I was 15, it was a scorching summer afternoon and I was sitting on a concrete pathway between the fellowship hall and the kitchen of a crumbling church in Reynosa, Mexico. It was the early ’90s, and as a teenager hailing from Texas, I was on the first of what would be many short-term mission trips, ubiquitous to those of us who grew up in the youth group culture. I had a break between VBS presentations, so I found some down time to do what I did best — I was reading. In my hand was a tattered, borrowed copy of “Passion and Purity” by Elisabeth Elliot, and the pages wouldn’t stop turning.

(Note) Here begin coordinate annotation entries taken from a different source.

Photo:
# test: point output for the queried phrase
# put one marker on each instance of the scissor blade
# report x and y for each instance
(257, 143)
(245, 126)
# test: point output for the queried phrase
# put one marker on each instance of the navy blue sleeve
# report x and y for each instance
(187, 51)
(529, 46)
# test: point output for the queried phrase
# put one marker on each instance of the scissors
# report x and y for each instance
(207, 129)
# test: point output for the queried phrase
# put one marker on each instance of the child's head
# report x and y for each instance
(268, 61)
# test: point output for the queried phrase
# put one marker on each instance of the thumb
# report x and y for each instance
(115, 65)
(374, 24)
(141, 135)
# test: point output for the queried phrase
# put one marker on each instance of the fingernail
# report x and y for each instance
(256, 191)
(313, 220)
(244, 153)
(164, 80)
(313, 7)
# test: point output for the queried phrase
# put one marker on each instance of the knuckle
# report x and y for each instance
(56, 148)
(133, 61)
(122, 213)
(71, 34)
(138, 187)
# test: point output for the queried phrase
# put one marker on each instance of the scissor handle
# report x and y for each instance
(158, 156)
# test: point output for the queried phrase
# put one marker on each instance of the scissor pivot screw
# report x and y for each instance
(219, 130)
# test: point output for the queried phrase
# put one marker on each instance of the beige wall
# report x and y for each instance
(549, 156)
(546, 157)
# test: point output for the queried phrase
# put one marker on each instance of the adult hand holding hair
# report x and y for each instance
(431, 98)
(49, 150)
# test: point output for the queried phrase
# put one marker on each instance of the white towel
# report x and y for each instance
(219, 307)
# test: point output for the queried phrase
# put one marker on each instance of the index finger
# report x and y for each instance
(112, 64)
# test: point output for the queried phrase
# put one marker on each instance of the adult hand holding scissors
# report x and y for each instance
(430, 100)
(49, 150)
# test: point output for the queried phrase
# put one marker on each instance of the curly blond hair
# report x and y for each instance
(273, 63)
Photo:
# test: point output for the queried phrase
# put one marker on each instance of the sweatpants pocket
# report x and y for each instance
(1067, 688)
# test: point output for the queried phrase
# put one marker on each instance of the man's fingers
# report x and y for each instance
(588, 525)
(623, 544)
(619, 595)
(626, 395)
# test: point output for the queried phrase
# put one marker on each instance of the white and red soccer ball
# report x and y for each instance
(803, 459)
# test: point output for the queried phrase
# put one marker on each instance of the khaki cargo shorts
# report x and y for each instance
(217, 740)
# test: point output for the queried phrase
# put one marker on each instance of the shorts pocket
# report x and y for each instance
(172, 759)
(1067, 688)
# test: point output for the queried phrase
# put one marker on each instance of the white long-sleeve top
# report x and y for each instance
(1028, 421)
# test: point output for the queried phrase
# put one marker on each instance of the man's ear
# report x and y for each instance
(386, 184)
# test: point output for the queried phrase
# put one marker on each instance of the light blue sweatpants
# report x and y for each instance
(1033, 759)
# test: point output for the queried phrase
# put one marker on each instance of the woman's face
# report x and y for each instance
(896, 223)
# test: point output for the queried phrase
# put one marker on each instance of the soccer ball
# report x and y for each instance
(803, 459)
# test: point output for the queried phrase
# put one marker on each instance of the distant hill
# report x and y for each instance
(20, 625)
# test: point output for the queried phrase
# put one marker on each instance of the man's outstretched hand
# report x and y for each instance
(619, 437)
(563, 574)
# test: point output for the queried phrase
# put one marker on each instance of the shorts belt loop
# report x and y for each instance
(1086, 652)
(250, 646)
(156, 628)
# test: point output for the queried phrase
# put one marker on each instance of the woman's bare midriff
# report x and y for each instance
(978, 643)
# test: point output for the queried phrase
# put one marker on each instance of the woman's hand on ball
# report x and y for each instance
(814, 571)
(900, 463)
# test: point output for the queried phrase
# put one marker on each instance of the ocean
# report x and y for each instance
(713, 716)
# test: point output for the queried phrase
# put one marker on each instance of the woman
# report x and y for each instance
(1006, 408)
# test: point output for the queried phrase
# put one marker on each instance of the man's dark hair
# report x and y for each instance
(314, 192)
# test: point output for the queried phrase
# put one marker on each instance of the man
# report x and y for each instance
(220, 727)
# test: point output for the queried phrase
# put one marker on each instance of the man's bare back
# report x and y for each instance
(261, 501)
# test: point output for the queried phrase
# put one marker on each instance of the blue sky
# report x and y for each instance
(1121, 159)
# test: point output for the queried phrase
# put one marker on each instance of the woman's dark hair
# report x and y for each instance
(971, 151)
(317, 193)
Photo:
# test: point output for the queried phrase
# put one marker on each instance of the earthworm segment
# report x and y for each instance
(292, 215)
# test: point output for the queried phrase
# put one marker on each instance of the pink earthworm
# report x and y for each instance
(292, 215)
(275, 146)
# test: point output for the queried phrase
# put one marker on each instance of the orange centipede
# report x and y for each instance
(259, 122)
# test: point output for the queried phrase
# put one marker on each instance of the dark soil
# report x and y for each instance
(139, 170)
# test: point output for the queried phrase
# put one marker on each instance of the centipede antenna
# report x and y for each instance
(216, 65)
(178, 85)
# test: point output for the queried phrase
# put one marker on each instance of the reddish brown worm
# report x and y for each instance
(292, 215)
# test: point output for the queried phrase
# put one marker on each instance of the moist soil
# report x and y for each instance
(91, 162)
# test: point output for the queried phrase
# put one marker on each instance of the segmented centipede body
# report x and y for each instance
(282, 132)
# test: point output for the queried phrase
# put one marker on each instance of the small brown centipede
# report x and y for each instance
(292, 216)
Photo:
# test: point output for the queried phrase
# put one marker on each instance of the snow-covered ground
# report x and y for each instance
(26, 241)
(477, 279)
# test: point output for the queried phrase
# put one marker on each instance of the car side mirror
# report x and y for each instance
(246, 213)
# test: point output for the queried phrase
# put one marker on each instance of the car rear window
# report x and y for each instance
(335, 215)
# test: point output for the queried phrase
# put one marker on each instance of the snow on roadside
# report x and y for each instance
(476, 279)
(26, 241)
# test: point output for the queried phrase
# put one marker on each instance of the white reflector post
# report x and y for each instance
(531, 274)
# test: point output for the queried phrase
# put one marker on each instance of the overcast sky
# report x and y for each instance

All the girls on the trip passed this book around, each of us poring over its pages in search of the key to unlocking the secret of being a godly girl who waited for the right boy. I read the book in a day, then spent the rest of the trip with Elliot’s words rattling in my brain. I re-read it several times throughout high school, as well as “Through Gates of Splendor,” which ultimately influenced me enough to major in cultural anthropology in my university years and head to post-war Kosovo as soon as I graduated.
As I walked through war-torn villages in the year 2000, single and in my early 20s, I sometimes thought of Elliot, who 50 years earlier walked a similar path in South America. She packed her bags and headed to Ecuador in the early ’50s to live among a then-unknown tribal group in the jungles; I lived in a village on the Serbian border with scant electricity or Internet to teach English to Albanian students. She ultimately married her first husband, Jim, in Quito, Ecuador. I met my husband on a dirt road in my adopted Albanian village, and we married a year later.
The similarities to our stories depart here, because Jim Elliot was killed shortly after by the Auca tribe in Ecuador, leaving Elisabeth a widow with a 10-month-old baby. She continued her mission work as a single mother, eventually leaving a decade later to begin a career of speaking and writing.
And it’s through this writing of hers that so many in my generation were influenced, particularly women seeking inner bravery to serve in distant lands, leaving their future in God’s hands. In reading Elliot’s words, we found a bit of courage to walk by faith and step out into the unknown. By her willingness to open her heart and process grief through writing, we were given a smattering of peace to trust God for provision.
I think back to that 15-year-old on the blinding Mexican concrete, so influenced by my first reading of Elliot’s words. Though I may not completely share her perspective or theology, I count her among a short list of writers who has left a legacy in my soul and in my own family’s story.
Because of her, I dared to leave my comfort zone.
I am not alone — many in my generation found similar courage and peace through her books, speaking, and radio program. There is little telling the breadth of her global heritage. I am grateful for her life, and for the profound influence she left on my own. Rest in peace, Ms. Elliot.